Não se argui a largueza dos avanços econômicos e sociais registrados desde 2003.
Sua relevância histórica se auto-afirma na resiliência imbatível de um ex-presidente encarcerado e impedido de falar ao povo, mas que persiste, ainda assim, como a sua referência mais forte de futuro e dignidade.
Essa aderência que atormenta os planos do conservadorismo, não bastou, todavia, para impedir o assalto golpista de 2016, nem tampouco a virulência regressiva que o sucede em todas as frentes e projetos.
Quando a direita meteu o pé na porta logo após a reeleição de 2014 e a Presidenta Dilma precisou oferecer ortodoxia em troca de indulgência ficou claro que o acervo de avanços registrados entre 2003 e 2014 não se fez acompanhar de um salto equivalente na representação popular, capaz de afrontar o retrocesso na hora da verdade.
Como já observou Carta Maior inúmeras vezes, navegou-se em um bonapartismo do PIB.
Enquanto durou, a maré cheia global encorajou a travessia ao largo das questões políticas cruciais, como se a luta pelo desenvolvimento fosse consenso e não conflito, como se pudesse prescindir de um projeto social que a conduza.
Quando o oceano global refluiu, veio o tsunami.
A aposta em avanços incrementais que se propagariam mecanicamente das gôndolas dos supermercados à correlação de forças da sociedade foi desautorizada, sem um único tiro.

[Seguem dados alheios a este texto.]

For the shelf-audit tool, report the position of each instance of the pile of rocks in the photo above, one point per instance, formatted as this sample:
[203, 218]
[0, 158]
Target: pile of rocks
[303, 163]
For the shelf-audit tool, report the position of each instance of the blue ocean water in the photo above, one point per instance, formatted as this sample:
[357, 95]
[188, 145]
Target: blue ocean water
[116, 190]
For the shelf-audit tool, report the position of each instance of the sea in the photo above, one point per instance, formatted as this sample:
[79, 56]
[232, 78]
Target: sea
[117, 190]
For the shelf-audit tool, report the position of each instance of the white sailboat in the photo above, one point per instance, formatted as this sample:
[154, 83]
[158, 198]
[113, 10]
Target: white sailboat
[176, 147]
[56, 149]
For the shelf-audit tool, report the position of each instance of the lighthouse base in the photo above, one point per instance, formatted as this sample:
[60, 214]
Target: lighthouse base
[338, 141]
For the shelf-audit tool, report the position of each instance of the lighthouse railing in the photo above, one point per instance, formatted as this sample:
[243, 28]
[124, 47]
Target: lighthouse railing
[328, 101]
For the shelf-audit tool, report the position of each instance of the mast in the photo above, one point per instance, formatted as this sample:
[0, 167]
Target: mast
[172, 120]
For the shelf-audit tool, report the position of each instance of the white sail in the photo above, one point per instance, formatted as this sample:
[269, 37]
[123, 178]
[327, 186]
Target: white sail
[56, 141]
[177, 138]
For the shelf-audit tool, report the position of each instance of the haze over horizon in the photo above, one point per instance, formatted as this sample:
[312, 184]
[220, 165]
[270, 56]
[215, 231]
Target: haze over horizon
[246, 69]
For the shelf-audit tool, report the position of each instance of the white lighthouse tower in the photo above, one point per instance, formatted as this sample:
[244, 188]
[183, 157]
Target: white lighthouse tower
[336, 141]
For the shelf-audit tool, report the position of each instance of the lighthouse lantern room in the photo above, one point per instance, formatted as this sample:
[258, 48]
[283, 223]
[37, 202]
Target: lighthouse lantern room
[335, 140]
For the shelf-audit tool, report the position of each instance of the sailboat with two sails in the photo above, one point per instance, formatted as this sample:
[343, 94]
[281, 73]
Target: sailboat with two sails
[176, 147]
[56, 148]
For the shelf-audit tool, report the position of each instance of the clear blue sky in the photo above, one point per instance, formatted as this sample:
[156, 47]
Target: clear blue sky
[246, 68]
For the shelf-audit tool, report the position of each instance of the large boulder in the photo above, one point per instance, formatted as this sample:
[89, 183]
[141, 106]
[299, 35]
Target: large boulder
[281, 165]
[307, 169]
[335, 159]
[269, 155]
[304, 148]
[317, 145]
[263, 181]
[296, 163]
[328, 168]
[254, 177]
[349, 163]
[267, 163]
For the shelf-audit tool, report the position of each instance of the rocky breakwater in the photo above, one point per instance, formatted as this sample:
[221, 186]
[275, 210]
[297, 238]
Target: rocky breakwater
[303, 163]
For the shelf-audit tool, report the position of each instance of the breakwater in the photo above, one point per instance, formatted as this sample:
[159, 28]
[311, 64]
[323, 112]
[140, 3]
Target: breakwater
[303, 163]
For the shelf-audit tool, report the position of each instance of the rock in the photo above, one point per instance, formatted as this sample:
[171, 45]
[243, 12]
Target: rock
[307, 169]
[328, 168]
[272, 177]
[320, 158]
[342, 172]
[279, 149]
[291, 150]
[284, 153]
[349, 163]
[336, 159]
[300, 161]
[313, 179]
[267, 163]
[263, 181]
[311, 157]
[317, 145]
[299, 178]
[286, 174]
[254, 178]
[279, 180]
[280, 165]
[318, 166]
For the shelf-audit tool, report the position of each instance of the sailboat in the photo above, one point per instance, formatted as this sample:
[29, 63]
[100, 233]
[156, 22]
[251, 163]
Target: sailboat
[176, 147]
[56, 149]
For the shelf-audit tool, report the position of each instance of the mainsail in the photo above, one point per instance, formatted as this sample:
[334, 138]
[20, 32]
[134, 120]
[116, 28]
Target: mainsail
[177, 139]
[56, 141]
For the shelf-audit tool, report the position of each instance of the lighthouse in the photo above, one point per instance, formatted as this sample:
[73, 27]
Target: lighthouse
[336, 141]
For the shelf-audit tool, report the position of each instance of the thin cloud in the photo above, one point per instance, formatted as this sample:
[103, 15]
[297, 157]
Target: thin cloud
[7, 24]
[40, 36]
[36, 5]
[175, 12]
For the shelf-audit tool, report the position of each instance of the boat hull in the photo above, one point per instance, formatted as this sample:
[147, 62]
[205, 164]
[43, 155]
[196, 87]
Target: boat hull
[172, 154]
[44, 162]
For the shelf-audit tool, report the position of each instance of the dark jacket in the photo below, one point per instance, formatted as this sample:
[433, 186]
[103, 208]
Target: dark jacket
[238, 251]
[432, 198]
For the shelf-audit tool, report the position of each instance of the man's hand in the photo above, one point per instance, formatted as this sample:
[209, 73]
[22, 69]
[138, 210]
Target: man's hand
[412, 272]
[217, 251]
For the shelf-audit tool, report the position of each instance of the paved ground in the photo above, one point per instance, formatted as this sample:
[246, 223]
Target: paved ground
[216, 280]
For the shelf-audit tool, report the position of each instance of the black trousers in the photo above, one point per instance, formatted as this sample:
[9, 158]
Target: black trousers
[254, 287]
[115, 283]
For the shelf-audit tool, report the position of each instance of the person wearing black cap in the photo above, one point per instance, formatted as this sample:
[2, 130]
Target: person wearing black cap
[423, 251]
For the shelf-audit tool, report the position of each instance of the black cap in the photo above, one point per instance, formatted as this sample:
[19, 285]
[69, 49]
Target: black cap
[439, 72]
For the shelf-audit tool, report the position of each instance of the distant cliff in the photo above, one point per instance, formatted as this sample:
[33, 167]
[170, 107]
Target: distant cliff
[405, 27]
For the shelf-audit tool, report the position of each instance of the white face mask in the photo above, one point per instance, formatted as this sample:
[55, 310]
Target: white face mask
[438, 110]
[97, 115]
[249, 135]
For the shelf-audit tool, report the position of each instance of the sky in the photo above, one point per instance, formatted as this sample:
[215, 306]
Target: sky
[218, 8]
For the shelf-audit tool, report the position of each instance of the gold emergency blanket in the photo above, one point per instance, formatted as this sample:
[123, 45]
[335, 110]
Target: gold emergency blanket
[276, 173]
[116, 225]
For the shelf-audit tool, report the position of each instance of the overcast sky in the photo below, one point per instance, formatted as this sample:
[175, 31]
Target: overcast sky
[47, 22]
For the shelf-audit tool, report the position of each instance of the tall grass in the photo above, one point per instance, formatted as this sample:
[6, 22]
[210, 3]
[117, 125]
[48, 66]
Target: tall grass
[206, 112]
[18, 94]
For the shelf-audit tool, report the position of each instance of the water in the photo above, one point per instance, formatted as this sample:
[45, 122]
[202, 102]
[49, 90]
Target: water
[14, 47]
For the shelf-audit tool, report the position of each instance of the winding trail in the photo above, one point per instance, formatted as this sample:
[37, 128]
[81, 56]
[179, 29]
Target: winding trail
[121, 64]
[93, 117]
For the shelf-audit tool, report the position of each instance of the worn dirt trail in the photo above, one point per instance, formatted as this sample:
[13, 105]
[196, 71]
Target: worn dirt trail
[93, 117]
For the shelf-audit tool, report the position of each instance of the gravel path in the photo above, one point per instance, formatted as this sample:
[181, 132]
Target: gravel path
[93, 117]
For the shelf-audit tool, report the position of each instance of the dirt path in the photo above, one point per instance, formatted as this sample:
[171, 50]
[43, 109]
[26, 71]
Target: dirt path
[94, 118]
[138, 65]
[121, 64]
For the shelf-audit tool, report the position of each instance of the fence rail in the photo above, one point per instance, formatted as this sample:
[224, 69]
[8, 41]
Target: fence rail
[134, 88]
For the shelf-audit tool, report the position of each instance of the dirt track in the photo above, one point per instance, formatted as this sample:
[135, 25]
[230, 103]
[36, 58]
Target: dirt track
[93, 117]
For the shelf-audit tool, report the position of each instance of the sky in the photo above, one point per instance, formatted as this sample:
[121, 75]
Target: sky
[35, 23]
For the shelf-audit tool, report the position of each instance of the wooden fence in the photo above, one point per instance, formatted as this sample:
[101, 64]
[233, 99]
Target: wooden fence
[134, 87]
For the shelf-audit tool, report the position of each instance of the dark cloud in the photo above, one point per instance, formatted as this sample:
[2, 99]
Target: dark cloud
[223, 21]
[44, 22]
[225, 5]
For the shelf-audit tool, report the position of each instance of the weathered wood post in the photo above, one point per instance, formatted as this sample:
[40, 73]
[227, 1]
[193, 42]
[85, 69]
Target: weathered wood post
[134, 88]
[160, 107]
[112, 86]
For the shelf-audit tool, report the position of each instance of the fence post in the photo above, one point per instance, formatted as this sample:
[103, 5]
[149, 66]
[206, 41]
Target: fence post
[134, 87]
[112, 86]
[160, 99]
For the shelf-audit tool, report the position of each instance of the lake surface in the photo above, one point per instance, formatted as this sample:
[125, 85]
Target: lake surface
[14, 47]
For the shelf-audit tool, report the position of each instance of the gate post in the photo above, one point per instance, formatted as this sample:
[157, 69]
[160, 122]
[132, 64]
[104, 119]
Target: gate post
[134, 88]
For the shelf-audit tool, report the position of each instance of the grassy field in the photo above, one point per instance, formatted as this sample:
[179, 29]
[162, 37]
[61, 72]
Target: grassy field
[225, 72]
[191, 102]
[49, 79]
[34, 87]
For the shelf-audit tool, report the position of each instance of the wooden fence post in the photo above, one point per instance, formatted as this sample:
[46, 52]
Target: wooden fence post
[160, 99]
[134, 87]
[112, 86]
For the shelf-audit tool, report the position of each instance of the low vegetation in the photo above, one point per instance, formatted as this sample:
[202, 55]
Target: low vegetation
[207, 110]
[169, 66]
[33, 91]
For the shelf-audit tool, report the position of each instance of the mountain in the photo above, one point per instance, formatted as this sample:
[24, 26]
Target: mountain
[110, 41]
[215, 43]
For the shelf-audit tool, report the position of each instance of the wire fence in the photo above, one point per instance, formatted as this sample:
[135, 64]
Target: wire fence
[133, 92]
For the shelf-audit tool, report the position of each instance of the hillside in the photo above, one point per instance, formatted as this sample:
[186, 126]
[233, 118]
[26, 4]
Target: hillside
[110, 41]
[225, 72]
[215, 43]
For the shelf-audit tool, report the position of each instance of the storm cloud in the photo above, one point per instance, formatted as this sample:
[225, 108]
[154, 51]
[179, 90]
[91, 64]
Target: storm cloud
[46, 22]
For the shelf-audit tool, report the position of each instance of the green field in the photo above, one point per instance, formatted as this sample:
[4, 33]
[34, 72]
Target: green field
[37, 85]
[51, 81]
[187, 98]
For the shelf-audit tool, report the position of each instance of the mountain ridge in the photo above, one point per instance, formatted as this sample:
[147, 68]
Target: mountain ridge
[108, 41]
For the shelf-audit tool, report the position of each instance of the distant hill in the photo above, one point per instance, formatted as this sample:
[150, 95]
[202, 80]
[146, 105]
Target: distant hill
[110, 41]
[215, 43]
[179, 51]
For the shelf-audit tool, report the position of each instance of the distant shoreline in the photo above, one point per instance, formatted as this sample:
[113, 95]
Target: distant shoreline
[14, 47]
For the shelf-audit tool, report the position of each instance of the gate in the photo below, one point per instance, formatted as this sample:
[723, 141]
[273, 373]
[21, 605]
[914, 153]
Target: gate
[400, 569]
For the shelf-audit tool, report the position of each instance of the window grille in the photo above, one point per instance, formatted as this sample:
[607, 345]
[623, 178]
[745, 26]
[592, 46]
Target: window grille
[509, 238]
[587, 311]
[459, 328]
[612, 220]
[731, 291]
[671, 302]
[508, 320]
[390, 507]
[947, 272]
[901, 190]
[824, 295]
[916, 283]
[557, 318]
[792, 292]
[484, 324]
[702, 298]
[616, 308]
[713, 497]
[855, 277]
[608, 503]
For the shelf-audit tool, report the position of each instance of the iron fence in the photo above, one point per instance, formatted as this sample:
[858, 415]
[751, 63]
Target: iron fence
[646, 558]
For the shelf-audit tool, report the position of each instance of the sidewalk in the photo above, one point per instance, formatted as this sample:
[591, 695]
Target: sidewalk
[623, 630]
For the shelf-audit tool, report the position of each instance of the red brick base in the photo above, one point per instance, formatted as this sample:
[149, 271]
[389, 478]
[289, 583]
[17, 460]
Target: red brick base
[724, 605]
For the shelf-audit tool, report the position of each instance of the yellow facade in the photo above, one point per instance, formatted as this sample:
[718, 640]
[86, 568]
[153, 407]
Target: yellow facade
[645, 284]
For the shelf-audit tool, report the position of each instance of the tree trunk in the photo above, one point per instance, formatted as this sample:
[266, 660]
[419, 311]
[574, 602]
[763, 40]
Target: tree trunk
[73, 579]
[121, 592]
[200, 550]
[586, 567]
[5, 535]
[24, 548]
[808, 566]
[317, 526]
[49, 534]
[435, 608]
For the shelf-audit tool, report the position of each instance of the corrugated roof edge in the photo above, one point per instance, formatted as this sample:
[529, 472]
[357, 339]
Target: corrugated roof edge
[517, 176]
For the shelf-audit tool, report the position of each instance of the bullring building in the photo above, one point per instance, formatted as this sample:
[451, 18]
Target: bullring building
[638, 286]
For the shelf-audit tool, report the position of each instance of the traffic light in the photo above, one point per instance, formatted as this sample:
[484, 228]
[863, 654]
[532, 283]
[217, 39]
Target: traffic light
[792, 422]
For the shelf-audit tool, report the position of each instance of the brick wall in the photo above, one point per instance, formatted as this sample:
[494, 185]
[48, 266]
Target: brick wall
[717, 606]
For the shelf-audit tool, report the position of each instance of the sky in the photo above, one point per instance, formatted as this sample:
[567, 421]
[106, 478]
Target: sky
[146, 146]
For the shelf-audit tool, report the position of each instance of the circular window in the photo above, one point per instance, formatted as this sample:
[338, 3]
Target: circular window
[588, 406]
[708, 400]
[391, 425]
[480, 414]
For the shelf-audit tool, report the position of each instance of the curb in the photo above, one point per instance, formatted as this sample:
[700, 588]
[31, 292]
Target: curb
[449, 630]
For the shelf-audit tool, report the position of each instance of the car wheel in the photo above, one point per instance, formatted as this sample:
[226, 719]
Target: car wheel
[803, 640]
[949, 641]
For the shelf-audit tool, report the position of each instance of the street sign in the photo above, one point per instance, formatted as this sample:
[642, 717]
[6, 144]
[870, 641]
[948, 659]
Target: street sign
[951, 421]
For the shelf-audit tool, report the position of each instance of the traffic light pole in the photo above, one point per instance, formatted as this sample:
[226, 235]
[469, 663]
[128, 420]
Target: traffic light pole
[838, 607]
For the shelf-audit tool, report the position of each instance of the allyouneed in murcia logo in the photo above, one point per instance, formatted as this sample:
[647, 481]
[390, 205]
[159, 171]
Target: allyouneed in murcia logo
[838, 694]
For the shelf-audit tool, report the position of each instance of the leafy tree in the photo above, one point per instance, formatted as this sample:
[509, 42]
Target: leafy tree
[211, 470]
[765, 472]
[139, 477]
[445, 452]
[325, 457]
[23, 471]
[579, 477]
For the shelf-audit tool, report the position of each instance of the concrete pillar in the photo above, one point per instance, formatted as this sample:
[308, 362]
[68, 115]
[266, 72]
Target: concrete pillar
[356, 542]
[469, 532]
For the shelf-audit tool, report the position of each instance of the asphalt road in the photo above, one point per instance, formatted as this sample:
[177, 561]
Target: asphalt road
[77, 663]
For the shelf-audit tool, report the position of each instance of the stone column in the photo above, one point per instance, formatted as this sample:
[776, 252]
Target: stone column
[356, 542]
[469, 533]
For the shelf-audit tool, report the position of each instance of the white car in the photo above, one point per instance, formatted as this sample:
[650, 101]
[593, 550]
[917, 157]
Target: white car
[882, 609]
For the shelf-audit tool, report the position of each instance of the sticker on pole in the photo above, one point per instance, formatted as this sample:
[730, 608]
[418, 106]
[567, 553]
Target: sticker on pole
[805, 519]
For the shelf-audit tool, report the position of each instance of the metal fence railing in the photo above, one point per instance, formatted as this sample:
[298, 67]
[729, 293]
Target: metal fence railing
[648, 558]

A questão capital está justamente na pergunta da esfinge que hoje nos diz: -- De onde sairá o impulso aglutinador indispensável à sustentação de uma nova vitória mudancista nas urnas?’
Uma elite com a faca na boca, que sentiu o gosto de sangue no poder indiviso para decapitar cabeças e direitos, alienar riquezas e desregular mercados vai renunciar a isso em respeito à soberania da urna?
Ademais de uma eleição em disputa há uma concepção de democracia em causa.
Não se trata de tertúlia acadêmica.
Trata-se de preencher a lacuna, antes desdenhada, entre o desenvolvimento que se quer para o Brasil e a democracia necessária para construí-lo.
A ficha precisa cair: o vagalhão regressivo não será revertido pelo diapasão tecnocrático ou personalista. Não basta talento retórico, números ‘na ponta da língua’, coragem no verbo.
Há método, meta e coerência cumulativa na ofensiva conservadora.
As reformas democráticas dos anos 60 –as reformas de base de Jango— foram respondidas com um golpe de Estado armado de censura, extinção de partidos, prisões, mortes e tortura.
Depois, o aparato público foi desossado, picado, miniaturizado e execrado em praça pública como estorvo da nação: foi o ciclo da privataria entreguista dos anos 90 , com os tucanos e suas agencias reguladoras franqueadas às raposas.
Criou-se assim um sistema público feito para não funcionar.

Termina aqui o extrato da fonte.